Ser Educacional quer tornar busca por vagas de empregos menos chata e usa mix do TikTok e LinkedIn

LinkedIn

Em vez de um currículo em texto, um vídeo no formato TikTok. Assim a rede Ser Educacional quer tornar a busca de candidatos por vagas menos chata e mais completa. Quando um jovem vende seu peixe como um influencer da web, também ajuda a empresa a encontrar o “match perfeito” para o perfil desejado, avalia o grupo. A peixe 30, rede social lançada em maio e adquirida pela gigante da educação, reúne elementos do TikTok com os da rede profissional LinkedIn para a procura de empregos. A plataforma já conta 1.500 usuários e começa mirar planos ao exterior.

O projeto foi adquirido dentro do investimento de R$ 150 milhões em tecnologia da Ser Educacional (BOV:SEER3) – o valor individual da aquisição não foi divulgado. A rede foi idealizada pela startup Beduka, comprada pelo grupo.

O layout remete ao TikTok, em que usuários podem compartilhar e consumir vídeos. No perfil, é possível adicionar informações pessoais, de formação e cursos. O usuário pode incluir ainda um resumo de carreira, quais suas competências e quais idiomas fala, por exemplo, além de gravar um vídeo de apresentação.

A rede também oferece um teste de mapeamento de perfil comportamental, que promete destacar as habilidades naturais de cada indivíduo e suas competências. O resultado, assim como a rede, é gratuito e cada usuário tem o direito de fazer dois testes por mês.

O diretor-executivo do Peixe 30, Willian Valadão, explica a importância da avaliação. “O primeiro passo para toda pessoa que quer se desenvolver profissionalmente é entender um pouco mais sobre si. Trazendo isso para o profissional, estamos resolvendo também a vida da empresa”, afirma.

O executivo revelou que o produto já recebe propostas para funcionamento em outros lugares do mundo. “O campo profissional não precisa ser chato, pode ser uma plataforma legal, dinâmica, visual e que entregue isso tudo e ajude profissionais e empresas”, complementou.

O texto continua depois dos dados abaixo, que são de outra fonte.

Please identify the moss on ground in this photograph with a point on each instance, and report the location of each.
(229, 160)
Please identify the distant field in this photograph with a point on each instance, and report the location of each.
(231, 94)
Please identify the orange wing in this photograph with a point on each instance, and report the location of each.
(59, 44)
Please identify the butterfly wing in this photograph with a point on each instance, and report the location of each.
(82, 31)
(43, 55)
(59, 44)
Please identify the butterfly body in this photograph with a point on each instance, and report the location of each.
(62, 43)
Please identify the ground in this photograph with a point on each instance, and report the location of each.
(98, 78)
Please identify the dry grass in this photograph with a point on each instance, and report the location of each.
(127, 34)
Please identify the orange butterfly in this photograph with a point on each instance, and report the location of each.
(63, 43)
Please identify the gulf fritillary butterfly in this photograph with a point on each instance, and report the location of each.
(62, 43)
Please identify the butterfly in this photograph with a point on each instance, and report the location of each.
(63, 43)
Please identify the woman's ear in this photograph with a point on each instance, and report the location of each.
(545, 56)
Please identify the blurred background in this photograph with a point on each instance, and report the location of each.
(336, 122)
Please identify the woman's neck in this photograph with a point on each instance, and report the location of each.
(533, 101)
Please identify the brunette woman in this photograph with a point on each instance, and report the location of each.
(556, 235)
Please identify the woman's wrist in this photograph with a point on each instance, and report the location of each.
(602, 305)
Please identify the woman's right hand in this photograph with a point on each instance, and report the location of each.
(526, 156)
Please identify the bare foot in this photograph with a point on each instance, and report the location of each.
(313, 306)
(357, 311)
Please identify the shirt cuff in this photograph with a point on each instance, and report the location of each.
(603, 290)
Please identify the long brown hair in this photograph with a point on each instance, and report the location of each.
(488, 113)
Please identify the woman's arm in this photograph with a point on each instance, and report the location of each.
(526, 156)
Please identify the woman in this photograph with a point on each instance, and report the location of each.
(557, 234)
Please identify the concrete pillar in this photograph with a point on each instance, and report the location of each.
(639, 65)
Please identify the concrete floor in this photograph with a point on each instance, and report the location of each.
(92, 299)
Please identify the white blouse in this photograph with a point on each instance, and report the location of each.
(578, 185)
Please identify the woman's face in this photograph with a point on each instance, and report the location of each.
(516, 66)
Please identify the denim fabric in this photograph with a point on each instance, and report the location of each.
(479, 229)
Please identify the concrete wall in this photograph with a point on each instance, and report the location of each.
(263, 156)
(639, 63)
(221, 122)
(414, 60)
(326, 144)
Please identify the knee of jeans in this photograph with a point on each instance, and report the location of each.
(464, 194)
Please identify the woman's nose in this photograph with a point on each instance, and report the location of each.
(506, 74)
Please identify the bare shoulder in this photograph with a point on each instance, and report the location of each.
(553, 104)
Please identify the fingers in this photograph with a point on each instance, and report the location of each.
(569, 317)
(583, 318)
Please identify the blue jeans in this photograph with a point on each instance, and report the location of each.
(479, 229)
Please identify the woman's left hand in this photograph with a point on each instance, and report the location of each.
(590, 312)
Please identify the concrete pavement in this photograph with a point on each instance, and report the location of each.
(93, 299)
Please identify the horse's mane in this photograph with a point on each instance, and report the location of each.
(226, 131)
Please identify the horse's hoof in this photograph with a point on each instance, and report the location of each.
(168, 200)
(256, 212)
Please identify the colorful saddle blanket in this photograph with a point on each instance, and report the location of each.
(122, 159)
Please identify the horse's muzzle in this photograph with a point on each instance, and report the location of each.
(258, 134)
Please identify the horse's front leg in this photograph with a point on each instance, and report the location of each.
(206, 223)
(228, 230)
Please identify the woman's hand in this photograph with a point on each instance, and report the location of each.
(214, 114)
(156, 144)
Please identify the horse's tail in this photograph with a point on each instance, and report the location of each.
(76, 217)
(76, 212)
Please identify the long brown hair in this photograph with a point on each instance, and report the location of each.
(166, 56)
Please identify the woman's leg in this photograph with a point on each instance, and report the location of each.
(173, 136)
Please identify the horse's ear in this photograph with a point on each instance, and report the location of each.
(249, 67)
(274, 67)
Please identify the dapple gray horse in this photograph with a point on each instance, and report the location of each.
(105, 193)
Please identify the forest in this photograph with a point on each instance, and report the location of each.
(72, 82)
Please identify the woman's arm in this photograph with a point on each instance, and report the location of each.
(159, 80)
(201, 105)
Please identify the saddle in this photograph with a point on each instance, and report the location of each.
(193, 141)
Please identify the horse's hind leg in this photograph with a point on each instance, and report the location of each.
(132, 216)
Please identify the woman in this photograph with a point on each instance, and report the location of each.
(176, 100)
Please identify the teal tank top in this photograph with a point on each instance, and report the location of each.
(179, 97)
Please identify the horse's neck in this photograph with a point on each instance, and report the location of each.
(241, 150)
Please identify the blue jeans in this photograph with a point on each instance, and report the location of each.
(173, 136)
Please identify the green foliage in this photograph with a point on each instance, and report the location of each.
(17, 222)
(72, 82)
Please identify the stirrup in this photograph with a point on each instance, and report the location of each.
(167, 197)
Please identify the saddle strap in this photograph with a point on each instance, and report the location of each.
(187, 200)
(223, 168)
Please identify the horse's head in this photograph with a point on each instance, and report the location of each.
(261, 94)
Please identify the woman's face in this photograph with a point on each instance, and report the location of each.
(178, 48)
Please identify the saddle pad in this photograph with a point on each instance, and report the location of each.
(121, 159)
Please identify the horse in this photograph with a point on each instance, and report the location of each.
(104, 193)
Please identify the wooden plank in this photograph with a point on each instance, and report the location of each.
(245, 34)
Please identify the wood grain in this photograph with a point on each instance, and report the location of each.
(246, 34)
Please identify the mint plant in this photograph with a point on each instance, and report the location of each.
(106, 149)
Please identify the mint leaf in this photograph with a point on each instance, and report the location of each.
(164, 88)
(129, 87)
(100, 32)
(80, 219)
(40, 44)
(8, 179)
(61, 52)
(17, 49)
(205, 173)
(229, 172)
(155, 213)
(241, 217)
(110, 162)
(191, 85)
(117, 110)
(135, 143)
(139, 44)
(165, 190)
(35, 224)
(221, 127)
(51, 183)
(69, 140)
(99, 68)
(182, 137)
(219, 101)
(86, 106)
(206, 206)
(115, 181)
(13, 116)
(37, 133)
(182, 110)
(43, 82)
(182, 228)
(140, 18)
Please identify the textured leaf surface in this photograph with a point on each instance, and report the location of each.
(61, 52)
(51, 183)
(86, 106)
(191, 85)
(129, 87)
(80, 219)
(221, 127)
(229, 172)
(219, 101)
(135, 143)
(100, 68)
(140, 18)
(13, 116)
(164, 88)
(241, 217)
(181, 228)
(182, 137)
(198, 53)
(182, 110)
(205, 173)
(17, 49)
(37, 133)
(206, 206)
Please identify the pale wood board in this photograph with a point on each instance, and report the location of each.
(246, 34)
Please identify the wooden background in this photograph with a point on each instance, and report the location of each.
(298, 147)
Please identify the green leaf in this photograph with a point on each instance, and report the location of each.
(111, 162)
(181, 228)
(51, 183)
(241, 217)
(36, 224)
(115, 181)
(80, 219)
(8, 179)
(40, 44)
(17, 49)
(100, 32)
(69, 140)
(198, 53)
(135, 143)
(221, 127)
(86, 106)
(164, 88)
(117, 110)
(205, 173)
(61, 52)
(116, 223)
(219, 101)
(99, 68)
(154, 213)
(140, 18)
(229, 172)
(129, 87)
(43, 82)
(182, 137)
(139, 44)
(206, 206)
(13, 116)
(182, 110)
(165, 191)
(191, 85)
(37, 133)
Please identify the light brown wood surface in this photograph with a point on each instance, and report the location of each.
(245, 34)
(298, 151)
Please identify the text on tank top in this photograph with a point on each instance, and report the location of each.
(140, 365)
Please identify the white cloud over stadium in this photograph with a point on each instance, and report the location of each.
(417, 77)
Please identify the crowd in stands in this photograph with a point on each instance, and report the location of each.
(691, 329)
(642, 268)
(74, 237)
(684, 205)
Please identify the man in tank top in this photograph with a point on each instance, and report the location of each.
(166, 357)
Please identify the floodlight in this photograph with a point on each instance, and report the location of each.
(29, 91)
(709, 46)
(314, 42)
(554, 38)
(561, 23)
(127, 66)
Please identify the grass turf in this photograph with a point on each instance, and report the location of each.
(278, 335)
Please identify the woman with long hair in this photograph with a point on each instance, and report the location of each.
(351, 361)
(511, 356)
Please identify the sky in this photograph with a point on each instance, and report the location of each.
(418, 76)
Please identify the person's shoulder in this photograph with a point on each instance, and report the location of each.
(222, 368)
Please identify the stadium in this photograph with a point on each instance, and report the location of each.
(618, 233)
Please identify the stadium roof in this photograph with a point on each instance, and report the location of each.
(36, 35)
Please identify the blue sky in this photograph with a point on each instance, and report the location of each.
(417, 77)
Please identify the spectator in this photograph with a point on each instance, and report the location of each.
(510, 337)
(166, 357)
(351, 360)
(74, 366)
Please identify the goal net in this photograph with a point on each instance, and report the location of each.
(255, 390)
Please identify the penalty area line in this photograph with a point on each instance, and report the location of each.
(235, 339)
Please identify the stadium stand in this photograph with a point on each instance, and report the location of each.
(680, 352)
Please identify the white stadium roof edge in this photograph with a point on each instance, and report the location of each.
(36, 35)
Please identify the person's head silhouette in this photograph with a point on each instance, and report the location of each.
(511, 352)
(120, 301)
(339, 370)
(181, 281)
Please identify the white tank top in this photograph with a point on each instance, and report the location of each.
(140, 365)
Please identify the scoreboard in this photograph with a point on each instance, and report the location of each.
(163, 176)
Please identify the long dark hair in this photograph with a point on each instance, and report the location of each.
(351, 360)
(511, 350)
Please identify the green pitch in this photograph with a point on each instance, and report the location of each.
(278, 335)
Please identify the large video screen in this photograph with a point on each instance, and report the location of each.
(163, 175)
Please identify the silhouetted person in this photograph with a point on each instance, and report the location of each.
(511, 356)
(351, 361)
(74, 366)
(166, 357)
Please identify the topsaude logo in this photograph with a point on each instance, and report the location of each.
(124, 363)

Para o CEO da Ser Educacional, Jânyo Diniz, currículos em formatos de texto estão ultrapassados, sobretudo porque exigem que o recrutador tenha que parar para ler, enquanto no modelo dinâmico, permite aos candidatos cadastrarem experiências e competências. “Quando você compara o perfil profissional com o perfil da empresa, você sabe se deu match. Ou então, você vai saber o que ele precisa aprender para ocupar a vaga”, diz Diniz.

Experiência

Beatriz Canto Queiroz, estudante do primeiro período de Design Gráfico, teve na plataforma o seu contato inicial com o mercado de trabalho. Cursando o primeiro semestre na Universidade da Amazônia (UNAMA), ela fez seu vídeo-divulgação através de uma disciplina da universidade voltada para o mercado de trabalho e foi selecionada para uma vaga de emprego. Foi o vídeo colocado na plataforma que chamou a atenção da empresa.

Embora tenha acabado declinando a proposta, já que está apenas no primeiro ano do curso, ela diz colher os benefícios de uma maior exposição na rede. “Essa oportunidade abriu portas para eu me tornar mais conhecida no aplicativo e ir atrás de vagas de estágio que almejo”, afirmou a estudante, de 20 anos.

⇒ A Ser Educacional pretende divulgar os resultados do 2T22 no dia 12 de agosto.